When the chair had been fully funded, SMU campaigned to retain rights to the millions in mineral revenue from Hughes estate.
According to Charles Hughes, in the resulting legal action, he and Tom Green County received a $1M settlement, which the county got half of, with an agreement that the main branch of the library would be named in Duwain Hughes’ honor.
In 2011, the Tom Green County Commissioner Court was headed by County Judge Mike Brown; Pct. 1 Comm. Ralph Hoelscher; Pct. 2 Comm. Aubrey DeCordova; Pct. 3 Comm. Steve Floyd and Pct. 4 Comm. Yantis Green.
They decided to name the library in honor of the Stephens family, despite protests from Hughes.
Green, who had worked as a journalist, explained the Commissioners’ decision to local reporters.
“The court in that vote decided that the Hughes donation was not significant enough to name the library,” Green said.
According to Charles Hughes’ calculations, his uncle’s gift to the county would have been worth between $11 million and $12 million if they had kept the mineral rights, when figured with the rare records and books he left.

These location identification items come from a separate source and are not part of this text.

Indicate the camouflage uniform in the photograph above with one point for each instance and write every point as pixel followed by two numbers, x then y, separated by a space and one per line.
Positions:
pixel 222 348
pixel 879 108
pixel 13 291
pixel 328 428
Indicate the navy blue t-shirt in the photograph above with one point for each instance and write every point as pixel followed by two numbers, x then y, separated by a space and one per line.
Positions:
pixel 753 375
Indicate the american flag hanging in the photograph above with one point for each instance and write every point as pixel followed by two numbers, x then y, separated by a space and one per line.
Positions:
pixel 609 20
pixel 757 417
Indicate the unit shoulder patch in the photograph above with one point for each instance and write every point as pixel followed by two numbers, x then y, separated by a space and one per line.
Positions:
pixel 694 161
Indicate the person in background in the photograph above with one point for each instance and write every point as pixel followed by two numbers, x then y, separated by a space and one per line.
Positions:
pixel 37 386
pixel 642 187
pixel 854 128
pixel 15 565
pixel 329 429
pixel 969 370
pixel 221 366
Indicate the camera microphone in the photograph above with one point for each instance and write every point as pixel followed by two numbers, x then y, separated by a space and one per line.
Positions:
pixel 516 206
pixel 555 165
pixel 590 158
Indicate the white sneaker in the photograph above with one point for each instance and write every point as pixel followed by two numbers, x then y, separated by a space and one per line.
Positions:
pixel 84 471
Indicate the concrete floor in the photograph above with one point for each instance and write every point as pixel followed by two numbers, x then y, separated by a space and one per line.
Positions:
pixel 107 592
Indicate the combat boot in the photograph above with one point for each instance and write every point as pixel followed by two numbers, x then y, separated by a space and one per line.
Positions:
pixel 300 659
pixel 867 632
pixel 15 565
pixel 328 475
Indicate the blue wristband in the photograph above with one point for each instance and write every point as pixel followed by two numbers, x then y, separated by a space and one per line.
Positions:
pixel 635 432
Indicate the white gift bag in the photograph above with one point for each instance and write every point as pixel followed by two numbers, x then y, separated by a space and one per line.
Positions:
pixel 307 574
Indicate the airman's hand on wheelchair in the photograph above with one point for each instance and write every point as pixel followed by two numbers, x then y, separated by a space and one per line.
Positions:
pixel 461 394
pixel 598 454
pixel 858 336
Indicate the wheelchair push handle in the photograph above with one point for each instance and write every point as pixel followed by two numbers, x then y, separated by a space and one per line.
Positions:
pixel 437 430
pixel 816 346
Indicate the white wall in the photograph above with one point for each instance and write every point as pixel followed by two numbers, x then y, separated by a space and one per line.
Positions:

A former TGC commissioner, Timothy Weatherby, signed an affidavit saying the amount was considered substantial at the time, adding that the settlement was used to help cover financial shortfalls related to “bad investments and criminal cover-ups by the county treasurer” of that time.
According to Justiss, the Stephens family gave $3 million directly to the new library, while the initiative they led raised $16.5 million for the project, noting that Mr. Stephens spent countless hours over a span of six years in his efforts.
Justiss said Duwain Hughes’ memory would be honored in the audio-visual department.
Resolution
In March of 2019, the Texas Supreme Court sided with the Hughes family in their lawsuit against Tom Green County.
On June 3, it was announced that Tom Green County officials and attorneys for Charles Hughes reached a settlement in the years-long lawsuit after Commissioners met in closed session three times regarding the case earlier this year.
The court approved the settlement agreement, which in rough terms, calls for Tom Green County to compensate Hughes $450,000, by means of establishing a trust or something similar, and naming the library building in his uncle’s honor.



4 Comments
So if I am reading correctly in the “Resolution” paragraph, the library name should be changed to have the Hughes’ name?
That is our understanding of the settlement.
No, only the building will carry the Hughes name. The library will continue to be the Stephens Central Library (basically . . . housed in the Duwain E. Hughes, Jr. building).
Shame on SMU for being so greedy. The chair was funded yet they still wanted the golden goose.